"Aku sudah menunggumu."
Suara itu tenang, namun penuh ketegasan.
Feng Xin menatap pria berbaju hitam di hadapannya. Orang ini tidak menunjukkan tekanan energi seperti Lei Yuan atau Bai Zhen, namun ada sesuatu dalam sorot matanya—sebuah ketenangan yang berbahaya.
Lei Yuan langsung bersiaga, tangannya bersiap mengeluarkan petir kapan saja.
"Siapa kau?" Lei Yuan bertanya tajam.
Pria berbaju hitam itu tidak langsung menjawab. Ia menatap Feng Xin selama beberapa saat sebelum akhirnya tersenyum tipis.
"Liu Bai," katanya pelan. "Itulah namaku."
Ia menyilangkan tangan di dadanya dan menghela napas.
"Sepertinya kau benar-benar bukan dari dunia ini," lanjutnya, matanya menelusuri Feng Xin dari kepala hingga kaki.
Feng Xin masih tetap diam, namun dalam pikirannya, ia mulai waspada.
"Dia tahu? Bagaimana?"
Melihat Feng Xin tidak bereaksi, Liu Bai hanya tersenyum dan melanjutkan, "Aku tahu banyak hal. Seperti bagaimana seseorang sepertimu—seseorang yang tidak terikat dengan hukum dunia ini—akan mengacaukan segalanya."
Lei Yuan semakin tidak nyaman. "Hei, kau bicara seolah kau dewa atau peramal.
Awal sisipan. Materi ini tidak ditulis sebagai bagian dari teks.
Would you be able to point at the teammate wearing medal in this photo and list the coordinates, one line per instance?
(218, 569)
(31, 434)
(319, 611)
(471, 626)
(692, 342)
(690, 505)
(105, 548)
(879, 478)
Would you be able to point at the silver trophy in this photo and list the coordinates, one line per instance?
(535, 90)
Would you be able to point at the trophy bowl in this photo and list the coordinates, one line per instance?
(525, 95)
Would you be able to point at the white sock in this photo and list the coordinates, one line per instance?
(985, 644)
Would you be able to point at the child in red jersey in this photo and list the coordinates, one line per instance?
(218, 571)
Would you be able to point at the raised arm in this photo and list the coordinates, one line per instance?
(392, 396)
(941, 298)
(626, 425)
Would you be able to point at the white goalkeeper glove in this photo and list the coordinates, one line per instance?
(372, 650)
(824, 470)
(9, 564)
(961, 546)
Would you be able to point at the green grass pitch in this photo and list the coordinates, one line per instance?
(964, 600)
Bagaimana bisa kau tahu semua itu?"
Liu Bai meliriknya sebentar, sebelum menatap kembali Feng Xin.
"Bukan karena aku peramal," katanya. "Tapi karena aku sudah pernah melihat seseorang sepertinya sebelumnya."
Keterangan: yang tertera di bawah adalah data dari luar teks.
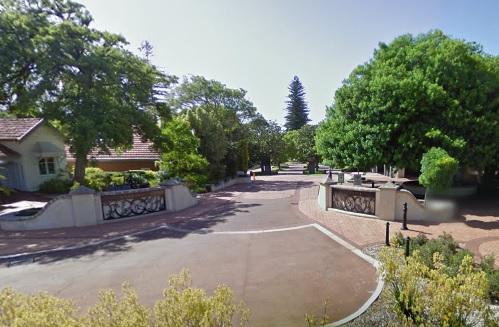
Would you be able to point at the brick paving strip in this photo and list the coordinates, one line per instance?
(22, 243)
(477, 232)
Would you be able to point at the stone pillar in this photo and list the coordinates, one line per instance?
(357, 179)
(85, 211)
(386, 200)
(324, 197)
(167, 186)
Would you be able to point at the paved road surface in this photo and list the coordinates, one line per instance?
(259, 244)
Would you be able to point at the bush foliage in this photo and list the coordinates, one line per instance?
(451, 259)
(55, 186)
(425, 296)
(437, 170)
(181, 305)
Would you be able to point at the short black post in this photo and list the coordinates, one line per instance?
(387, 234)
(404, 222)
(407, 244)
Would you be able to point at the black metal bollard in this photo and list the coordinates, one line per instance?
(404, 222)
(387, 234)
(407, 244)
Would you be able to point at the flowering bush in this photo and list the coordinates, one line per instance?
(181, 305)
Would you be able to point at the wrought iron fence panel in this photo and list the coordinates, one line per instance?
(354, 201)
(132, 204)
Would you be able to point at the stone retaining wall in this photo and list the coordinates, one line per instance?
(84, 207)
(388, 204)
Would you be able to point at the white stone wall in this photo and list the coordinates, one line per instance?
(390, 201)
(29, 159)
(85, 209)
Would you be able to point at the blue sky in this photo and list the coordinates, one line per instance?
(260, 45)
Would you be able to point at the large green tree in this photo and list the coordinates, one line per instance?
(55, 65)
(415, 93)
(267, 146)
(297, 109)
(219, 116)
(300, 146)
(181, 158)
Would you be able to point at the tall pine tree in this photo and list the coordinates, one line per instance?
(297, 110)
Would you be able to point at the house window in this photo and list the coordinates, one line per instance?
(46, 166)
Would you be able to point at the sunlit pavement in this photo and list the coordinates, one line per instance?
(258, 243)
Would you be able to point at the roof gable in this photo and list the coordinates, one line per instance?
(15, 129)
(141, 150)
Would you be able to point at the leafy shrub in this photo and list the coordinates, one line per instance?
(424, 296)
(55, 186)
(96, 178)
(4, 190)
(181, 305)
(195, 182)
(437, 170)
(41, 310)
(487, 265)
(452, 257)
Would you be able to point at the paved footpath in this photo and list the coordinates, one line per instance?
(253, 238)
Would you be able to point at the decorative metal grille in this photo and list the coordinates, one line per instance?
(354, 201)
(132, 204)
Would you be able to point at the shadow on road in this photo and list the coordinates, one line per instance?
(184, 222)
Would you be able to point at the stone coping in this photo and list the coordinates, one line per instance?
(354, 188)
(131, 191)
(41, 211)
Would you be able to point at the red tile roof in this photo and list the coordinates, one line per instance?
(15, 129)
(7, 152)
(140, 151)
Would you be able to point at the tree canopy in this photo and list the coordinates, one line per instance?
(266, 143)
(415, 93)
(182, 159)
(297, 109)
(300, 146)
(219, 116)
(437, 170)
(56, 66)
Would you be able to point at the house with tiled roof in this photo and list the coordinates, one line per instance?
(141, 155)
(31, 152)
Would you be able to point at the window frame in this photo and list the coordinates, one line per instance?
(45, 164)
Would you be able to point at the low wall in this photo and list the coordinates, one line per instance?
(233, 181)
(416, 210)
(386, 202)
(85, 207)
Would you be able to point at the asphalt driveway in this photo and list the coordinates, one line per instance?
(274, 258)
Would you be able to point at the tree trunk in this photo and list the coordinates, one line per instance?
(80, 165)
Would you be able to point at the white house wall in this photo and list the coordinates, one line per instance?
(29, 159)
Kali ini, bahkan Feng Xin pun sedikit terkejut.
"Menarik," katanya akhirnya. "Dan apa yang terjadi pada orang itu?"
Liu Bai tersenyum lebih lebar, namun matanya dipenuhi ketajaman.
"Dia dihancurkan oleh dunia ini."
Sejenak, keheningan menyelimuti mereka.
Namun, bukannya terguncang, Feng Xin justru tersenyum tipis.
"Kau pikir aku akan mengalami nasib yang sama?"
Liu Bai menggeleng. "Tidak, aku rasa kau berbeda."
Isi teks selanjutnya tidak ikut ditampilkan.